I hate strict press/shoulder press.  I am so weak.  Got up to bar + 15lbs each side (so around 75lbs) and I just had to tap out.  I know I can do more with a push press, but the strict press limits me so much and highlights that I suck.  Does make me happy that I can kinda keep up with the girls who also work out (I usually did a weight slightly lower than them, but had the same 'timing', if that makes sense?).  Bear crawls with shoulder touch = awesome, because I love bear crawls, but the last exercise of cardio row + slam ball for 10 rounds killed me.

@Dothracki, I've heard from a lot of friends on LI that they're cancelling their gym memberships/it doesn't make sense for them to even attempt the gym due to lines and location limits.  It's weird because gyms in Indiana have been open since June?  But I go to a specialty gym/it's usually not that crowded/lifters are usually spaced out a ton due to the barbell so I've been going.  They're also being super anal about everyone wiping off equipment once they're done.

...as for steps...do you have a fitbit?  Do you want to join the crowd source I have going to beat @squaretaper LIT AF PE?
I do have a fitbit. Sure thing, how do I do that?

 
My push press is 85. How are you strict pressing 75 and complaining?!

Also, do you not have ladies bars? The fact that you're starting everything with a 45-lb bar is probably part of the reason you think you're weak. It's a deload week for us and we were working on snatches, so I grabbed a even lighter bar (15-lb instead of 15-kg) to work on movement. I would never put plates on for some overhead movements if I had to use the 45-lb bar to start. 

 
My push press is 85. How are you strict pressing 75 and complaining?!
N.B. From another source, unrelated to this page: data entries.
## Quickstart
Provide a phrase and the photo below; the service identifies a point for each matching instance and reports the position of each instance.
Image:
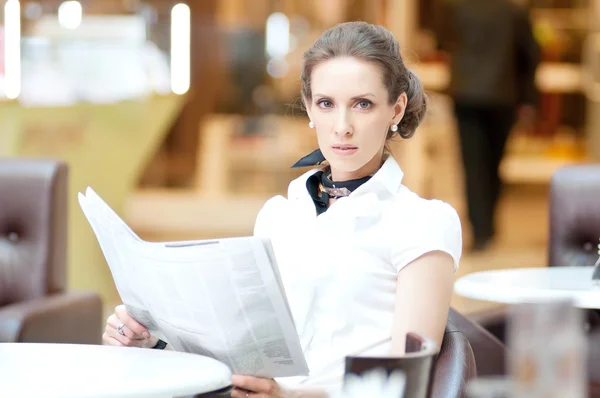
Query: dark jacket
(494, 55)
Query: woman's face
(352, 115)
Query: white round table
(88, 371)
(522, 285)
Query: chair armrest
(71, 317)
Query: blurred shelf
(531, 169)
(551, 77)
Also, do you not have ladies bars? The fact that you're starting everything with a 45-lb bar is probably part of the reason you think you're weak. It's a deload week for us and we were working on snatches, so I grabbed a even lighter bar (15-lb instead of 15-kg) to work on movement. I would never put plates on for some overhead movements if I had to use the 45-lb bar to start. 
I AM TRYING TO GET STRONGER.

We do have ladies bars, but we ran out yesterday (a ton of people were in the class + a bunch of the actual lifters were there working on technique).  All my other lifts in the thread previously were done with the women's bar but my trainer said I could try the men's bar for the overhead, and he spotted me the whole time.  We were only using it for the one exercise, x3 reps/5 rounds every 2 minutes, so I wanted to push through.  But, tbh, I felt super shaky at the end, so I'd rather go down to the women + 30lbs (dropping like 10 lbs) and get super strong with the movement.  

I kinda liked the guys bar because then my nails didn't dig into my palms.
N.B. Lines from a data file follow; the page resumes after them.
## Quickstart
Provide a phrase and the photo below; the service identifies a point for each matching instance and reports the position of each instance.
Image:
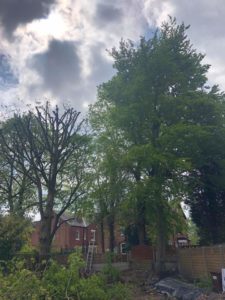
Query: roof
(74, 221)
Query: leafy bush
(57, 282)
(110, 273)
(14, 233)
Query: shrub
(57, 282)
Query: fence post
(221, 256)
(192, 270)
(205, 261)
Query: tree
(109, 182)
(16, 190)
(14, 233)
(51, 149)
(147, 100)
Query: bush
(14, 233)
(57, 282)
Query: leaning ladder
(90, 254)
And I love push press...except I tend to 'over squat'.  I think last time I did that was womens bar + 10kg each side + a couple more pounds.  But I def felt it.

I die because there is a super girl in my class who is just like "I'm adding more weight" and is a total boss.  I want to be Lindsey some day!

 
I guess I also need to appreciate that your rep scheme is different than what I'm doing. 

I'm just saying, like, whoa- watch out she's got the big bar.